A l’intérieur, il ôta son caleçon mouillé, se couvrit de ses vêtements secs, rassembla brindilles et bûches qu’il disposa en cône et alluma, à la flamme d’un briquet à essence, un feu dont la tâche essentielle était de lui tenir compagnie de sa lumière vacillante et de ses crépitements familiers. Puis, son ventre lui rappelant l’heure tardive par quelques gargouillements symptomatiques, il se régala d’un morceau de crespeou, de quelques tranches épaisses de saucisson et d’un peu de fromage de chèvre qu’il mastiqua longuement avec un quignon de pain pour faire durer le plaisir.

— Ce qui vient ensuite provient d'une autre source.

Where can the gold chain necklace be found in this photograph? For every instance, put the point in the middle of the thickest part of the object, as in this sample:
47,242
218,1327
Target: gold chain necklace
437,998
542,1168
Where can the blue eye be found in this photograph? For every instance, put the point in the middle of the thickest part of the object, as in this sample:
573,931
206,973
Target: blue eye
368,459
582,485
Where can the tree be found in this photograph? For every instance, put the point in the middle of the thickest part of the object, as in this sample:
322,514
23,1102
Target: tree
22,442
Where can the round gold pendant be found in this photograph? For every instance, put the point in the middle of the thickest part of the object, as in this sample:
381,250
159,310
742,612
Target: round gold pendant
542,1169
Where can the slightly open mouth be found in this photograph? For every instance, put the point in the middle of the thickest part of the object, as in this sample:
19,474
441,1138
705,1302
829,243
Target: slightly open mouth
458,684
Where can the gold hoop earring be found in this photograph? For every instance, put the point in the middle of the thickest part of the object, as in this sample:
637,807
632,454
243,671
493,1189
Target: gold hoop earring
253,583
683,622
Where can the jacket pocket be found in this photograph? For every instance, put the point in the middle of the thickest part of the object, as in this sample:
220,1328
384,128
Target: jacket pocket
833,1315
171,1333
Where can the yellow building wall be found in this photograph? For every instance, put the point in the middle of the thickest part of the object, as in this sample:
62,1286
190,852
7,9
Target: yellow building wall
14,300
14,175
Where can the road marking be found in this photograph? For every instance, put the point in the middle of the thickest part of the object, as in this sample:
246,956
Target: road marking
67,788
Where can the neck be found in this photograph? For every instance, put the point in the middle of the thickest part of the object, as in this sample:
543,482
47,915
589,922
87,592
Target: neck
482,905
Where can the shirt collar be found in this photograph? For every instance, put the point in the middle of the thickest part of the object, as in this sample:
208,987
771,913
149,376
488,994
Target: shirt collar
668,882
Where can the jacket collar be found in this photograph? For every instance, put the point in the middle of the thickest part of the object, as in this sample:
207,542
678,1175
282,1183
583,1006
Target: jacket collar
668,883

Dehors, la nuit était noire maintenant, sans Lune, sans étoiles, peut-être même un peu trop chaude, chargée de puissantes flagrances de pin, parcourue par intermittence d’éclairs et de roulements de grosse caisse. Il ne pleuvait pas encore, pas ici, pas loin. Assis sur une pierre plate, calé contre la muraille, les jambes croisées devant le feu, Louis veilla longtemps afin de goûter sereinement la mélodie nocturne d’un orchestre de chambre improvisé où chaque soliste jouait sa partition : un bouhou de Grand-duc en vol, une stridulation de grillon en amour, un grincement de pipistrelle en chasse, un friselis de feuillage en mouvement, le tout sur fond de fredonnement argentin de rivière en balade.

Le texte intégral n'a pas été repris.